Não vamos fazer isso. Se os deputados da oposição entendem que este é o melhor caminho para governar este País, nós assim não entendemos. Governar este Estado significa promover o desenvolvimento, por meio do trabalho dos pequenos agricultores, dos professores e da maioria dos trabalhadores que acreditam numa sociedade democrática, socialista e solidária - e isso jamais será alcançado se apostarmos nesse projeto neoliberal perverso que exclui os trabalhadores.

Quem governa este País é o FMI, que quer levá-lo à bancarrota, como o fez com o México e com a Argentina, e não vamos permitir que o nosso Estado seja aliado desse projeto.

Vamos continuar brigando, sim, porque o nosso programa é claro: vamos governar para a maioria dos trabalhadores, para a maioria dos gaúchos e das gaúchas. Se for preciso, vamos continuar disputando esse projeto, mesmo que as eleições já tenham terminado. Quem ganhou as eleições foi o Sr. Olívio Dutra, com um projeto claro, transparente e participativo, no qual a maioria dos gaúchos apostaram. Muito obrigado. (Não revisado pelo orador.)

O SR. PRESIDENTE (Valdir Andres - PPB) - Terminado o período das Comunicações, passo às

 

EXPLICAÇÕES PESSOAIS

Não havendo oradores inscritos para este período, declaro encerrada a presente sessão, convocando os deputados para outra, amanhã, à hora regimental.

(Levanta-se a sessão às 16h40min.)

Estiveram presentes a esta sessão os seguintes parlamentares:

Bancada do PT: Deputados Cecilia Hypolito; Dionilso Marcon; Edson Portilho; Elvino Bohn Gass; Ivar Pavan; Luciana Genro; Luis Fernando Schmidt; Maria do Rosário; Paulo Pimenta; Ronaldo Zülke; Roque Grazziotin.

Bancada do PPB: Deputados Adolfo Brito; Érico Ribeiro; Francisco Appio; Frederico Antunes; João Fischer; José Farret; Marco Peixoto; Maria do Carmo; Otomar Vivian; Valdir Andres; Vilson Covatti.

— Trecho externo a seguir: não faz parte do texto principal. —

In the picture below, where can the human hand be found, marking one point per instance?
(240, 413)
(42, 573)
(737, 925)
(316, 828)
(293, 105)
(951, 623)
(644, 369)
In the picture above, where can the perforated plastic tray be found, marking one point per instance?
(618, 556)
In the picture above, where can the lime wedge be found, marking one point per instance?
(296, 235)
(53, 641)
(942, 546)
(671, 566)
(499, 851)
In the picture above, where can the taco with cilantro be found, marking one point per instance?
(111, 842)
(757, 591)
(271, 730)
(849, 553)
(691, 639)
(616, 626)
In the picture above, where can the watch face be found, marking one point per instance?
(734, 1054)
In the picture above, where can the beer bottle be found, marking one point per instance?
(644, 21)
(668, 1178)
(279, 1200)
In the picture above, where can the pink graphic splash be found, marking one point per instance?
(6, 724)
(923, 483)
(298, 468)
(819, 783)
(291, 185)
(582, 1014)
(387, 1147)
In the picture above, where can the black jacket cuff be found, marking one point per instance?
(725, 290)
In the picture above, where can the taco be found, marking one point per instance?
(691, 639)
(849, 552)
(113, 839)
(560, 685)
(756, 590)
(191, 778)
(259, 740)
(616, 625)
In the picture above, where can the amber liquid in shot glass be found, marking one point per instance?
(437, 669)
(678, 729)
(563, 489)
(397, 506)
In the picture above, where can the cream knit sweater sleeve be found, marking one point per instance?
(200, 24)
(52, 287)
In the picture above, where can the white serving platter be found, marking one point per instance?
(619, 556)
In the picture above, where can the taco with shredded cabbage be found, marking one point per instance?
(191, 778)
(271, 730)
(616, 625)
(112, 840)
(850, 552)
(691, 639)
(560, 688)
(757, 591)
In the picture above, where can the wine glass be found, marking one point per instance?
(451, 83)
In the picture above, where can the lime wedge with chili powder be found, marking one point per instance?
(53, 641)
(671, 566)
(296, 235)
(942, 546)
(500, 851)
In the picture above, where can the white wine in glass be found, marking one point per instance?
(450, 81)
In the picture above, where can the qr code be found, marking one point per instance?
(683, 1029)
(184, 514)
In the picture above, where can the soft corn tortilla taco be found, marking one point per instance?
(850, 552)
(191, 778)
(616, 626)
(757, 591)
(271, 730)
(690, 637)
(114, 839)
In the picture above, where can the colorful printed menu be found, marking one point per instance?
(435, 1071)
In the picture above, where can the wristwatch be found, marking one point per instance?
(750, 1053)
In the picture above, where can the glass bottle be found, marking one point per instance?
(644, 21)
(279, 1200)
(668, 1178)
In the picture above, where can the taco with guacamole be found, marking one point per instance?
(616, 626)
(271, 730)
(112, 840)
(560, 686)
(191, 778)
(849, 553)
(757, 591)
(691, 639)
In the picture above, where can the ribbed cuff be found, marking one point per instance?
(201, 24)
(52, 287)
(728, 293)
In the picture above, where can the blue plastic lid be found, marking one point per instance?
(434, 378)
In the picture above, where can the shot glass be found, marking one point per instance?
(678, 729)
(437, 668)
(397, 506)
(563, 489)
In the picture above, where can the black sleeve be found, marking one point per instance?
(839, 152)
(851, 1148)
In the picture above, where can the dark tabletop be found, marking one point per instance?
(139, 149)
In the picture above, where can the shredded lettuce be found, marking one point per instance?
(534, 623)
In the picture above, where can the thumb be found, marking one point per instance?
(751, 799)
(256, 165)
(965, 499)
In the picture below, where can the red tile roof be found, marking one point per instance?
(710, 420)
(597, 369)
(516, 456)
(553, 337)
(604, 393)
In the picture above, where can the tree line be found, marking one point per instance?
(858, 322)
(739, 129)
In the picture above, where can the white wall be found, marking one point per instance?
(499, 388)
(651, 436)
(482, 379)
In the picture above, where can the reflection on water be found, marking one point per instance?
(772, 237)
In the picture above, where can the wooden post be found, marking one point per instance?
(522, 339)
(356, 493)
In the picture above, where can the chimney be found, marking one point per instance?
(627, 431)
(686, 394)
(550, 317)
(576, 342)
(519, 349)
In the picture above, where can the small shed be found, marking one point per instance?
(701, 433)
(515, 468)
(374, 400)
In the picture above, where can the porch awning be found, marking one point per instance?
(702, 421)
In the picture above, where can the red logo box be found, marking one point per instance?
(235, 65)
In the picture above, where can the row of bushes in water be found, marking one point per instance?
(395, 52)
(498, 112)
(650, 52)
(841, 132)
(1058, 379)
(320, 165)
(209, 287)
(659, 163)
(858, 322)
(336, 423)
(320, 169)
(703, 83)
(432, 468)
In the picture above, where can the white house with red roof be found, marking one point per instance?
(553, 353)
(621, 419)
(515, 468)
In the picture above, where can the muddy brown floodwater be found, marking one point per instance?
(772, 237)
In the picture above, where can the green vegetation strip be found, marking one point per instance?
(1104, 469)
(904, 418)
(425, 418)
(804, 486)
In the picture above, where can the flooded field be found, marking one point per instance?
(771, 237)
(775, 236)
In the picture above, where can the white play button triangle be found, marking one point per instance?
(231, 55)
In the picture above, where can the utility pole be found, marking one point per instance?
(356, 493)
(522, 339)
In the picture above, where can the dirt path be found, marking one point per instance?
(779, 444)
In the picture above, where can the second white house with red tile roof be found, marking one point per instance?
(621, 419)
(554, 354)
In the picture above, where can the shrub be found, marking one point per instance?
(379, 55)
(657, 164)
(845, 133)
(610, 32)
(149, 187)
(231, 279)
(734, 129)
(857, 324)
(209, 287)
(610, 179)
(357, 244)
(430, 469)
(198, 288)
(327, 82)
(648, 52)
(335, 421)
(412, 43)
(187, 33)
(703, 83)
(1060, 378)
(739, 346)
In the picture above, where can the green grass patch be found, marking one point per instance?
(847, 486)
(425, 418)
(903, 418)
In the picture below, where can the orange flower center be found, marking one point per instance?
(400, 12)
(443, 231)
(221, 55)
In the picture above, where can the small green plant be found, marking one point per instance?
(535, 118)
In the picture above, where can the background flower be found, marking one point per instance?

Bancada do PMDB: Deputados Alexandre Postal; Berfran Rosado; Cézar Busatto; Elmar Schneider; Giovani Feltes; Jair Foscarini; João Osório; José Ivo Sartori; Mário Bernd; Paulo Odone.

Bancada do PTB: Deputados Abílio dos Santos; Aloísio Classmann; Edemar Vargas; Eliseu Santos; Iradir Pietroski; Luis Augusto Lara; Manoel Maria; Osmar Severo; Paulo Moreira; Sérgio Zambiasi.

Bancada do PDT: Deputados Adroaldo Loureiro; Ciro Simoni; Giovani Cherini; João Luiz Vargas; Kalil Sehbe; Paulo Azeredo; Vieira da Cunha.

Bancada do PFL: Deputados Germano Bonow; Onyx Lorenzoni.

Bancada do PSDB: Deputados Adilson Troca; Jorge Gobbi.

Bancada do PSB: Deputado Bernardo de Souza.